How to prevent harvesting programs from getting your email address
Preventing Spiders from getting your Email Address
Email spammers are constantly looking for new sources of email addresses. They are basically playing a numbers game. The more spam they can send out, the most money they can generate. This is because typically the response rate from spammed advertising is very low. However, if you send out 25,000,000 emails, and only 1%-2% respond, that is still 25,000 customers. If the clients that the spammer is working for makes any kind of profit, this can result is a great deal of money. And that is why email spamming is everywhere, it's just that profitable.
Now spammers may buy email addresses from other spammers, or buy email lists generated from websites or from mailing lists, they have many ways to find out what they need to know.
One of the most blatant and annoying ways in which they get their email lists is to "scrape" or "harvest" websites. What they create are programs that follow the links people put on their website, looking for anything that looks like a possible email address. They then log this address and continue scrapping.
What we want to do is make it more difficult for them to find our email address on our pages, and if possible feed them inaccurate information.
For the first part, a good way to do this is to use javascript to ensure they don't see a valid email address while on your page.
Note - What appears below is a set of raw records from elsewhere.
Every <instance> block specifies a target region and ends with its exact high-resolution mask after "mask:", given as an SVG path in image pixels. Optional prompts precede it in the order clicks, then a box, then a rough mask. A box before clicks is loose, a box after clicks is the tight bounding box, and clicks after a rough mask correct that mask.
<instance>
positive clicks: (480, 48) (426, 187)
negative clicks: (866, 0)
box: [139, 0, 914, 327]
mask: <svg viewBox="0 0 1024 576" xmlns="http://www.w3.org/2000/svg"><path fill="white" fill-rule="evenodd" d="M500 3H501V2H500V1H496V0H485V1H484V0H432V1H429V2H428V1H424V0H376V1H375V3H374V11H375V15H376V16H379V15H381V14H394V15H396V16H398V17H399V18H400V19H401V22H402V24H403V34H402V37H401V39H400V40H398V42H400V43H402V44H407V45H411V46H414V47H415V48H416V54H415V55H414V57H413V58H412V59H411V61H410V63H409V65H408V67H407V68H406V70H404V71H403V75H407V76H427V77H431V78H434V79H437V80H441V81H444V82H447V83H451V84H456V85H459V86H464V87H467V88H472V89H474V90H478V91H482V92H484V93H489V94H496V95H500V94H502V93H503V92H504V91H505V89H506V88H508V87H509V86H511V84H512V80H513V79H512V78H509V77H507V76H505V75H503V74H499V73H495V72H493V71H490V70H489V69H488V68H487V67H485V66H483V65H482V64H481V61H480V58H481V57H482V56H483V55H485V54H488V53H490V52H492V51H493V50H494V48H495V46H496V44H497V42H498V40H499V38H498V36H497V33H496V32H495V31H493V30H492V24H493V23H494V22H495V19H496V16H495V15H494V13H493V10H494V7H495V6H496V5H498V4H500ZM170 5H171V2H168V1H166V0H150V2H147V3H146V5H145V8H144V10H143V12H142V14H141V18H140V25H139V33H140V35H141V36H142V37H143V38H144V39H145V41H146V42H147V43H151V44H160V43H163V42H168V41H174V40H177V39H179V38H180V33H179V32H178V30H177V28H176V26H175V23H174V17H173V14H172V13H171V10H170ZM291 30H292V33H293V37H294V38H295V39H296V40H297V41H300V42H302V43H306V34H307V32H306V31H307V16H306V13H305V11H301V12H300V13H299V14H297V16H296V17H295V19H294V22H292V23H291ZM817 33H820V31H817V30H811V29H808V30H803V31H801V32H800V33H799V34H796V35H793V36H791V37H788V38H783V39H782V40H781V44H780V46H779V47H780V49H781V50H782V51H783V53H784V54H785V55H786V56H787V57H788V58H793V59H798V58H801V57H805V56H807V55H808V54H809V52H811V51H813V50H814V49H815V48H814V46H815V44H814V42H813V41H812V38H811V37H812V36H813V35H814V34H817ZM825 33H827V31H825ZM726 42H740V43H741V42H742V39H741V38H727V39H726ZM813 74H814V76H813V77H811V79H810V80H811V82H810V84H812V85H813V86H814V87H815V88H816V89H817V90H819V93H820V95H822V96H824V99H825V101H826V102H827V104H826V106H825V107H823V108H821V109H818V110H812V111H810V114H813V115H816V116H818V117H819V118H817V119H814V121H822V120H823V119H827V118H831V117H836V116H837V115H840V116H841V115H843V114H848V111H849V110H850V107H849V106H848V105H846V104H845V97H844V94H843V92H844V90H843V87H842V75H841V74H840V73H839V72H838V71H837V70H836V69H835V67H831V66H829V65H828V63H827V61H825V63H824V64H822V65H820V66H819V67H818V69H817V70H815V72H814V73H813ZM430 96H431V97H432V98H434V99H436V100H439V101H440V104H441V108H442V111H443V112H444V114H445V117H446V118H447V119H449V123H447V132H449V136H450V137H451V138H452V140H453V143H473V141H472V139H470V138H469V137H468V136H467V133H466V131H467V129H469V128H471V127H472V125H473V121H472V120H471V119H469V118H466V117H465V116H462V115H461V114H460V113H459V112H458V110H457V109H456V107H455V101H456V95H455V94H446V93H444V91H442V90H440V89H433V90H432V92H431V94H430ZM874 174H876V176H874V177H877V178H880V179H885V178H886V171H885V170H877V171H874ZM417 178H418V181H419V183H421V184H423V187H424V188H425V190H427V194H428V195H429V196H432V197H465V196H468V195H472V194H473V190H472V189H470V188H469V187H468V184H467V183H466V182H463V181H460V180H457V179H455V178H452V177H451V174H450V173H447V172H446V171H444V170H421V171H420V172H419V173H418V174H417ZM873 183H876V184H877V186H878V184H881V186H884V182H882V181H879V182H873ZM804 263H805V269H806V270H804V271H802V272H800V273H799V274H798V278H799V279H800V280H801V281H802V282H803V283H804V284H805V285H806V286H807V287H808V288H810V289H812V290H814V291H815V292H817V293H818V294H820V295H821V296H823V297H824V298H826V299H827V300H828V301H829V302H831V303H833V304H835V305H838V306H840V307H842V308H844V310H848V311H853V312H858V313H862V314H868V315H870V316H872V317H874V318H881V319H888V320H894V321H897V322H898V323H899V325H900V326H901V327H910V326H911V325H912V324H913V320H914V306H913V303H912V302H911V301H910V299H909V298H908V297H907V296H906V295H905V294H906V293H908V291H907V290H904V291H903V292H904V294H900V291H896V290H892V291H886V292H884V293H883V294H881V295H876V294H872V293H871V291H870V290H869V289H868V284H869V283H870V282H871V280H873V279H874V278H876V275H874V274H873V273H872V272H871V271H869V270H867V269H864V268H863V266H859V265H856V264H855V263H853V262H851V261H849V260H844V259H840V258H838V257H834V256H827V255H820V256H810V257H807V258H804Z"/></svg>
We do this by putting the first part into a variable, and the domain part into another variable, then use javascript to put the 2 together.
While a person clicking on the resulting link would get a perfectly valid email, it doesn't match the critera the spiders look for, and so goes unnoticed.
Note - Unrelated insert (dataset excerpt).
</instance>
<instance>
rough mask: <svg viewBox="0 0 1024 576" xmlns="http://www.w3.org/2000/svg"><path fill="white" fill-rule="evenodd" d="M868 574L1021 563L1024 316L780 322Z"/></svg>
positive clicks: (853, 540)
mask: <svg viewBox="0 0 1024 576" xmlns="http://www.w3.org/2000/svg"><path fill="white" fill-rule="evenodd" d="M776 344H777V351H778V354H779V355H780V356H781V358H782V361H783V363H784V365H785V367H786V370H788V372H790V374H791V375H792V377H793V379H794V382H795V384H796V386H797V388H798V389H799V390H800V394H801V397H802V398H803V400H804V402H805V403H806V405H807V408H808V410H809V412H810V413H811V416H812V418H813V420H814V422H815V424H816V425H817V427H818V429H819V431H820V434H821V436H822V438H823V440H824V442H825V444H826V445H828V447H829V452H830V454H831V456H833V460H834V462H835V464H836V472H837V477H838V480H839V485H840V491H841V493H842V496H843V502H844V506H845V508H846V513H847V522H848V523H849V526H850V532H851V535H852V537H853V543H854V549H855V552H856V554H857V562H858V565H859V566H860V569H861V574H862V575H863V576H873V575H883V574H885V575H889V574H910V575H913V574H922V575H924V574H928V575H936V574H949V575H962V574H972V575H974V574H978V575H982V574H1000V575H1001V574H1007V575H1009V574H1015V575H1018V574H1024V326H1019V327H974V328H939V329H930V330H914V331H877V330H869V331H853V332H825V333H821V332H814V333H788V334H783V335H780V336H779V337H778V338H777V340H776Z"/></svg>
Here is the code you can use to fool website scrapping spiders:
<script language="JavaScript" type="text/javascript">
<!--
// hide from old browsers
//variables
var user = "myname"; //for example - "joe_bloggs"
var domain = "mydomain.com"; //for example - "hotmail.com"
var subject = "I can put anything I want in here, or leave it blank"; //for example = "website feedback"
//output
document.write('<a href=\"mailto:' + user + '@' + domain + '?subject=' + subject + '\">');
document.write('Click here to send us an email</a>');
// -->
</script>
Here is what this looks like:
As you can see, it works fine for us humans and will help your email address stay out of the spammers database!
Causing the Email Harvesting Software to Choke
Now for the second part, trying to make the programs the spammers use as useless as possible, we create something called a poisoned page.
This webpage is usually just a page filled with perfectly matching, yummy to spiders, worthless, randomly generated email address that no one would ever use.
This is an example of a poisoned page, don't expect anything too exciting, though I do hope any email harbesting spiders going through this site choke on it.
To make it extra fun, I'm using php scripting to have the email addresses change each time. With any luck each time a spider visits this site,
they'll find plenty of new email addresses to put into the spammers database. This helps to lower the usefullness of the emails the spider has harvested, and hopefully
force the spammer to spend extra time cleaning their lists, or to send out worthless email.
In either case, this lowers the profitability of the operation, and if enough people do it, perhaps prevent them from using such programs.
Please note: if you install any kind of spider trap, you MUST be certain to block that page from legitimate spiders such as the search engines spiders google uses. Depending on how your trap works, you could trap the googlebot just as you could trap a spammer. We only want to hurt the spammer, so be sure to incude the following in your robots.txt file (if you don't have one, you really should. They are not difficult to put into place, just put them in the root folder of your website. Here it a link to the robot.txt file I use. Note the first entry, this is the one that prevents friendly spiders from hitting my spider trap):
User-agent: *
Disallow: /users.php
Disallow: /users.php/
You can also specify in the page itself that it should not be spidered using your metatags in the header of the webpage.
Personally, I do both.
|